Ce courroux, ce desir, luy font ouvrir les portes
Des bourgs et des chasteaux, et des villes plus fortes :
Peu combattent pour nous : nos yeux en fin ouverts
Découvrent tous les jours des ulceres couverts.
Nous n’oyons plus parler que de foy violee :
Tantost quelque cité s’est du tout rebellee :
Tantost quelqu’une bransle, et le sort conjuré
Nous rend tousjours ce doute un naufrage asseuré.

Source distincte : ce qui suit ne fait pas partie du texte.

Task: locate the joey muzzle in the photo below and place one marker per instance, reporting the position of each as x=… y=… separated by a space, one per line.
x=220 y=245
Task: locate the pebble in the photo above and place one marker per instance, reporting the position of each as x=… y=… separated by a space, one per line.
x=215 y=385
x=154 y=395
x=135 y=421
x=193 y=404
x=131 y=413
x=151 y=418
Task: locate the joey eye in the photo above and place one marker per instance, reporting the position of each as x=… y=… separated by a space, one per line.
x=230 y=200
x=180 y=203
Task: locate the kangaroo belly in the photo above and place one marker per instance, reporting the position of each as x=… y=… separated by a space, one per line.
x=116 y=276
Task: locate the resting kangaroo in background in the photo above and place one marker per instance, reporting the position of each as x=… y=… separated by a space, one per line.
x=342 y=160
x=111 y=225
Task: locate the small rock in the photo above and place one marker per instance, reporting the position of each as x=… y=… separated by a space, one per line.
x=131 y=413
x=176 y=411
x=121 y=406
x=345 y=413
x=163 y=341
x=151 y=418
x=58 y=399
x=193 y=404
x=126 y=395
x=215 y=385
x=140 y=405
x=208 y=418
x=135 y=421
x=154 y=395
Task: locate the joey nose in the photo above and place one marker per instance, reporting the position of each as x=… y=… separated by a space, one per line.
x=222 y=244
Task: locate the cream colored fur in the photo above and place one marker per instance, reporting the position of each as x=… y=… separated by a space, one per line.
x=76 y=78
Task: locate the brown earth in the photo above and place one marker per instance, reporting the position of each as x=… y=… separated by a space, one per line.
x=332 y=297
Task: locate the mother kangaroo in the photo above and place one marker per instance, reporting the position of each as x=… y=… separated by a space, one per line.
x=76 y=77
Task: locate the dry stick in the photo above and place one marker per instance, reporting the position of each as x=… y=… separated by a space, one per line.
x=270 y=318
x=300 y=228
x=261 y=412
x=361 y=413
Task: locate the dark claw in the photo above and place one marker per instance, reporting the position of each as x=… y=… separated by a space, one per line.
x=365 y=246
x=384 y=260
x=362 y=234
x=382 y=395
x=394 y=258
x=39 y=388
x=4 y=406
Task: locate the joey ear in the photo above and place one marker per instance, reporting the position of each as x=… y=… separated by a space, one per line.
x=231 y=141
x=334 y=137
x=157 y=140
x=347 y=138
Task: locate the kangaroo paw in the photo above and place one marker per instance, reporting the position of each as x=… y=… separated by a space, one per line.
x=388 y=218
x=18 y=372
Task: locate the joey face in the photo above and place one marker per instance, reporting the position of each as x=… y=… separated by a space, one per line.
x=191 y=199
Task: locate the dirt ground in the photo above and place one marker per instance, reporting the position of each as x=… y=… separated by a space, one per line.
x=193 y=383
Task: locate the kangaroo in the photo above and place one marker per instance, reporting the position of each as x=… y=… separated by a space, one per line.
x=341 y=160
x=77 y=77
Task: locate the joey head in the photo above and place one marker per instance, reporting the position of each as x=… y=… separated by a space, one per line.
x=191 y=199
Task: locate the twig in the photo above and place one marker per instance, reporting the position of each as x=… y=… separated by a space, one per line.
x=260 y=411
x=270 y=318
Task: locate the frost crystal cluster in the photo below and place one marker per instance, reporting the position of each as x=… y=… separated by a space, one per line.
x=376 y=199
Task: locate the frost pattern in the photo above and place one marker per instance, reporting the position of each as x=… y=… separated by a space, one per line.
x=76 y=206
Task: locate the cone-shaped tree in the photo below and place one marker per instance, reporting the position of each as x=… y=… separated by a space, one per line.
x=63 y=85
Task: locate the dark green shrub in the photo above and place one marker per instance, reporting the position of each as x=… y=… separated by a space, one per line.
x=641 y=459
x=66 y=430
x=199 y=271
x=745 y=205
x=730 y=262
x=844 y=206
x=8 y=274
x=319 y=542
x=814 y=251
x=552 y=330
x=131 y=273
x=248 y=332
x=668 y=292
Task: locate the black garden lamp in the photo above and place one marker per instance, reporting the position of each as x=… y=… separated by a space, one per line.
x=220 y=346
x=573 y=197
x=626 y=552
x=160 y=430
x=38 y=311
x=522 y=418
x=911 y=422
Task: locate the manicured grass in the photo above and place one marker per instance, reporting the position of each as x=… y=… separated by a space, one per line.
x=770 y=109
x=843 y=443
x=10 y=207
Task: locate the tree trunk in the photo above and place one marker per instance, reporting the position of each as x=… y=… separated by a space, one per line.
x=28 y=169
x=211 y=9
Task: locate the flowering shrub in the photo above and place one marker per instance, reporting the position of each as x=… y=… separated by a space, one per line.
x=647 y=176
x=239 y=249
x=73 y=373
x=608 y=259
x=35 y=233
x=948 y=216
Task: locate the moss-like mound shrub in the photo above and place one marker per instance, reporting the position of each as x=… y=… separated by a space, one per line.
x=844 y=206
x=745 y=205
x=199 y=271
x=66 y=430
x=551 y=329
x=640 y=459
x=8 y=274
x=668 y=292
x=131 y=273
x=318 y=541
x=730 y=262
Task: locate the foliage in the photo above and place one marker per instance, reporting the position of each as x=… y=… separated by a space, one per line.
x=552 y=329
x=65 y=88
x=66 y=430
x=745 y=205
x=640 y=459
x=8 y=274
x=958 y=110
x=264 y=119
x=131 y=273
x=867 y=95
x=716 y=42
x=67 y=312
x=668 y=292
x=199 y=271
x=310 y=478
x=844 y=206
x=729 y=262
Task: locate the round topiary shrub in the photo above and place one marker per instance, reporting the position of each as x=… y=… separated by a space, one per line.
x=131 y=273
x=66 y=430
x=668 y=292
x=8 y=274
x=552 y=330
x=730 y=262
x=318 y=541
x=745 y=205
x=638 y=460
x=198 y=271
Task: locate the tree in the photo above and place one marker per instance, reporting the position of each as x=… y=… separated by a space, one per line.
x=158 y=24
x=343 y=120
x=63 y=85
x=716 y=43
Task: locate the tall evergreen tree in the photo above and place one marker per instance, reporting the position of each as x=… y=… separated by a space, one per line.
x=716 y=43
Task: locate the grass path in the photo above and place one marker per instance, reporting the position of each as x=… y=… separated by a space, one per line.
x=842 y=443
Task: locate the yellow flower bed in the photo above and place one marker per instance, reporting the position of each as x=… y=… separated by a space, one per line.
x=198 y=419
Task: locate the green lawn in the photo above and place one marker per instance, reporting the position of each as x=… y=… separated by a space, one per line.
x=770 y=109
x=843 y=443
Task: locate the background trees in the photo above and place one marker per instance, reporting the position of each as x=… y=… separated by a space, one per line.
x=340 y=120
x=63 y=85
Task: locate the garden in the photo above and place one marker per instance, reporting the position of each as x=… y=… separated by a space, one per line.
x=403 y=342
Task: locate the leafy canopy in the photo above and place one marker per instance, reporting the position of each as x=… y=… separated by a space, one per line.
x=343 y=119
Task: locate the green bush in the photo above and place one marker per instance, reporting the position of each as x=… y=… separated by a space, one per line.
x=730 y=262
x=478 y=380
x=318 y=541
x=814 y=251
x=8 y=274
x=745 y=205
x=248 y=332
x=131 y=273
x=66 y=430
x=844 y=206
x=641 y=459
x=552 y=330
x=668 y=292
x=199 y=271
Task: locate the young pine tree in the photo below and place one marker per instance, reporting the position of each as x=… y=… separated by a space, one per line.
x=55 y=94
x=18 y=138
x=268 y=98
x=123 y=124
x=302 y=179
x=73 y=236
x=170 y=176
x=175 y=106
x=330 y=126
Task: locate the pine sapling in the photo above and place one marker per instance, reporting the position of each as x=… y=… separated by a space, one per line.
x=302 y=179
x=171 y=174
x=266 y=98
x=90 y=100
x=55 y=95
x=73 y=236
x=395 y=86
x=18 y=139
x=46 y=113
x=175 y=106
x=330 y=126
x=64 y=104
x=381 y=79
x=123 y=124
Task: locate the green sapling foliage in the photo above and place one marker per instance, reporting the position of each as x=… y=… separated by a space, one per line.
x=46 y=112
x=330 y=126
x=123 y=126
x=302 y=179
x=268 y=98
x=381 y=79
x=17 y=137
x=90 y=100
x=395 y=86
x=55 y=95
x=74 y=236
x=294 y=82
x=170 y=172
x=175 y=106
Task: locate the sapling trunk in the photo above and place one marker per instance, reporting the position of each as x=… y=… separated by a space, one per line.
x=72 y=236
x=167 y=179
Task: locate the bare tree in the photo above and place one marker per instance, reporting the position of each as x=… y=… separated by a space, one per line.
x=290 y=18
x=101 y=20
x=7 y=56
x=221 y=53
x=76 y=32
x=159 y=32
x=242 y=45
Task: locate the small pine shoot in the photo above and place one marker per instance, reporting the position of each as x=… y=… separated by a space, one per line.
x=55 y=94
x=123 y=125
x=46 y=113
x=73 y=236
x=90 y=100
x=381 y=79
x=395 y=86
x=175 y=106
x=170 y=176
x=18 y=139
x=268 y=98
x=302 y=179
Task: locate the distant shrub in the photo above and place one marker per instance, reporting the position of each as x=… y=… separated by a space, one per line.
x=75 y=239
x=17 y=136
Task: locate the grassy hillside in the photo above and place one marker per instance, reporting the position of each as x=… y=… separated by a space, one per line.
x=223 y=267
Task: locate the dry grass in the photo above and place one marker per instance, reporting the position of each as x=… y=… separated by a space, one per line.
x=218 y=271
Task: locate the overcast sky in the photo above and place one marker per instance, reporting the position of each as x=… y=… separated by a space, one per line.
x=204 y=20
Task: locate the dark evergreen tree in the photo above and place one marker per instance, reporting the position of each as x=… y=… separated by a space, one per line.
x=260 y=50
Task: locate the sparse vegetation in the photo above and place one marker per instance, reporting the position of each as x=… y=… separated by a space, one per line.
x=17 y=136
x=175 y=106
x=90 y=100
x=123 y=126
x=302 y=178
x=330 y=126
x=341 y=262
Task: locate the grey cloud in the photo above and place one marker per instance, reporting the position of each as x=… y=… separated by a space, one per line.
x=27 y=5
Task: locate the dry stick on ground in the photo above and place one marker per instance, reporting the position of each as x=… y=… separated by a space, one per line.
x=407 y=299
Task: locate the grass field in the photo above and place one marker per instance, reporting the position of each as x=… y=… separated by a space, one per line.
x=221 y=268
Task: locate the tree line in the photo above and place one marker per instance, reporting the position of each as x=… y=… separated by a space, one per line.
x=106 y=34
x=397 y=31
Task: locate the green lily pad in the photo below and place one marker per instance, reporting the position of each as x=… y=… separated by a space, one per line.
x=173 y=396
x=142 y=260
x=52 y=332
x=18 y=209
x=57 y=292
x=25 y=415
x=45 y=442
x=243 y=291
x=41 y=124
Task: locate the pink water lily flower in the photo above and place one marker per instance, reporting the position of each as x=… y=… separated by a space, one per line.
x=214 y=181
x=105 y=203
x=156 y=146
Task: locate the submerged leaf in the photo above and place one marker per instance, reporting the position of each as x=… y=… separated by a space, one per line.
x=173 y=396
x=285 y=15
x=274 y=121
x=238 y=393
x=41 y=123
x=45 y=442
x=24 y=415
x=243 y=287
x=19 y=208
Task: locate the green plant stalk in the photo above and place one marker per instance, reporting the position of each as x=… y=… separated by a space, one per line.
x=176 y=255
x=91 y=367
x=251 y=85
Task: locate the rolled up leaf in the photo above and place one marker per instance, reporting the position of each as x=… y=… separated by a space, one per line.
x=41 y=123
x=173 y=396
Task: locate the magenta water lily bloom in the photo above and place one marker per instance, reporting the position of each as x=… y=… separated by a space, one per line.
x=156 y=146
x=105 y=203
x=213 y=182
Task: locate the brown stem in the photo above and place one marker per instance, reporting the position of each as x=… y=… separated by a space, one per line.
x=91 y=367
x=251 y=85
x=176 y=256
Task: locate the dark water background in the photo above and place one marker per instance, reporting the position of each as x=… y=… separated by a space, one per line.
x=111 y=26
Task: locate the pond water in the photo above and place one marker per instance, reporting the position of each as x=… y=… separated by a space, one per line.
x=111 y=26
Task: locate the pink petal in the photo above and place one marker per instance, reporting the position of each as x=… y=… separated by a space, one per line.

Bref, le courroux du ciel desormais nous appreste
La plus impitoyable et sanglante tempeste,
Qui menaça jamais le chef des grands estats,
Ou fist trembler d’effroy les plus fiers potentats.
Et ce qui nous ravit l’apparence et l’attente
De tout humain secours durant ceste tourmente,
C’est la mort qui n’aguiere a terminé le cours
Des ans de ceste royne, oracle de nos jours,
En qui seule vivoit l’art d’enchanter l’orage
Par les charmes divins qu’un esprit doux et sage
Porte dans sa parole és publiques traittez
Où l’on veut, en flattant les esprits irritez,
Monstrer une prudence és grands faits exercee,
Et de deux ennemis estre le caducee.